The City of London has continued to invest in the centre for the 40 years it’s been here and has stayed loyal to the centre, even through the pandemic. This has allowed the Barbican to emerge out of the last difficult few years in good shape financially and artistically.

The Barbican to me is special as it has that City of London DNA, which is that willingness to connect with the world, to share ideas, be ambitious and also welcoming.

What are you most proud of so far working at the Barbican Centre?

We had a long weekend to mark our 40th anniversary in March this year. The way it was programmed really represented the past, present and future Barbican.

We had an amazing exhibition in the Curve gallery from the Bishopsgate Institute which looked back at 40 years of LGBTQ+ experiences in London, which told individual stories. I was really proud of that as I could see the Barbican was moving progressively.
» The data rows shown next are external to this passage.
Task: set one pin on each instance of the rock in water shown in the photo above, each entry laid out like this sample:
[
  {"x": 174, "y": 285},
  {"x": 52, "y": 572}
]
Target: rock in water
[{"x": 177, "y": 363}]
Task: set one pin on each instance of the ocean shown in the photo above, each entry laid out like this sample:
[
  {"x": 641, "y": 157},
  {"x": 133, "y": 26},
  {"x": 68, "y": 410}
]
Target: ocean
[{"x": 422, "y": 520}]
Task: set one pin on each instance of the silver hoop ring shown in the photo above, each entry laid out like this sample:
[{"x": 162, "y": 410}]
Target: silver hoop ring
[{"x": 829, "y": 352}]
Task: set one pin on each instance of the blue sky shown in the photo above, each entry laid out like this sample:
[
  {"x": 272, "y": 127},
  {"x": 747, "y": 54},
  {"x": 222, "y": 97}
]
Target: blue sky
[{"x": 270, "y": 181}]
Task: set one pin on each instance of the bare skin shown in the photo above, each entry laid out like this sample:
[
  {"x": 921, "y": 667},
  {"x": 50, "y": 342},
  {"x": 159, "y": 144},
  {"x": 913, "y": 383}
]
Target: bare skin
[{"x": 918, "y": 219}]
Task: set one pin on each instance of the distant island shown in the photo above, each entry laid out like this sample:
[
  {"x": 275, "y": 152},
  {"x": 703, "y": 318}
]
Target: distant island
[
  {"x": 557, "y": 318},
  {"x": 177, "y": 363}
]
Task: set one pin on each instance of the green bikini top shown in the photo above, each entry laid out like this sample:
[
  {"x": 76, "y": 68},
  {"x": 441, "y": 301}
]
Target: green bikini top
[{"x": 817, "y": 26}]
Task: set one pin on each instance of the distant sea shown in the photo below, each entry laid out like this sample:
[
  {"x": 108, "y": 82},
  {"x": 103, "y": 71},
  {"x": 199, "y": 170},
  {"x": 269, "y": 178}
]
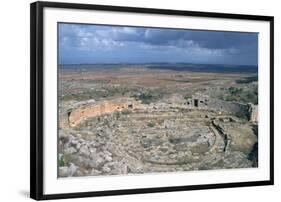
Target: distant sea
[{"x": 211, "y": 68}]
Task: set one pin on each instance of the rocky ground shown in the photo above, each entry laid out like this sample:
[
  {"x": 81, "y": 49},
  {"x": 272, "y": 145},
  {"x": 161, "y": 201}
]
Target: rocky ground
[
  {"x": 159, "y": 138},
  {"x": 127, "y": 143}
]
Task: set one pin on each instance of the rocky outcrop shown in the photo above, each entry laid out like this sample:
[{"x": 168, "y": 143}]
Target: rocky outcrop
[
  {"x": 253, "y": 113},
  {"x": 84, "y": 112}
]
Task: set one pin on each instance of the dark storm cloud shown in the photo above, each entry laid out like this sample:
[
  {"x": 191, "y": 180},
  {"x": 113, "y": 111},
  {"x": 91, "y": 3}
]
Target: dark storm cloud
[{"x": 94, "y": 43}]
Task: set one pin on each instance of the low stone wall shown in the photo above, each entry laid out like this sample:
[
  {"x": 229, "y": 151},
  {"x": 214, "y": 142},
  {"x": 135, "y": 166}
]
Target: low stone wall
[{"x": 76, "y": 116}]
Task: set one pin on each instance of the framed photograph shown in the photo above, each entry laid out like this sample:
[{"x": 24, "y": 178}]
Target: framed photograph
[{"x": 131, "y": 100}]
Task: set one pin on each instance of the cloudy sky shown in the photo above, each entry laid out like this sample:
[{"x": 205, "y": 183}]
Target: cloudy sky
[{"x": 91, "y": 44}]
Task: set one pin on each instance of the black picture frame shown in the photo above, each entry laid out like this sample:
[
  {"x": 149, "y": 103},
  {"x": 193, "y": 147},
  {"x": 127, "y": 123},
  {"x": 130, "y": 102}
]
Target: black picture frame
[{"x": 36, "y": 98}]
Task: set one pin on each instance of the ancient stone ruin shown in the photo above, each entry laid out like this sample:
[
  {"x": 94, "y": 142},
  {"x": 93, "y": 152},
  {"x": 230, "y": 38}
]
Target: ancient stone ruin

The weekend helped the Barbican to feel so alive and so vibrant. This was the Barbican we wanted.

It doesn’t matter who you are or where you’re from, there’s something for you here. The audience is incredibly diverse and the arts available help bring different communities together.

What can we expect from the Barbican Centre in the coming years?

I think you can expect a really renewed education programme to get young people into the arts from local communities. You can also expect to see a programme that really celebrates the Barbican’s eclectic uniqueness. I’d argue that the only time the Barbican’s programming makes sense, is when it makes no sense.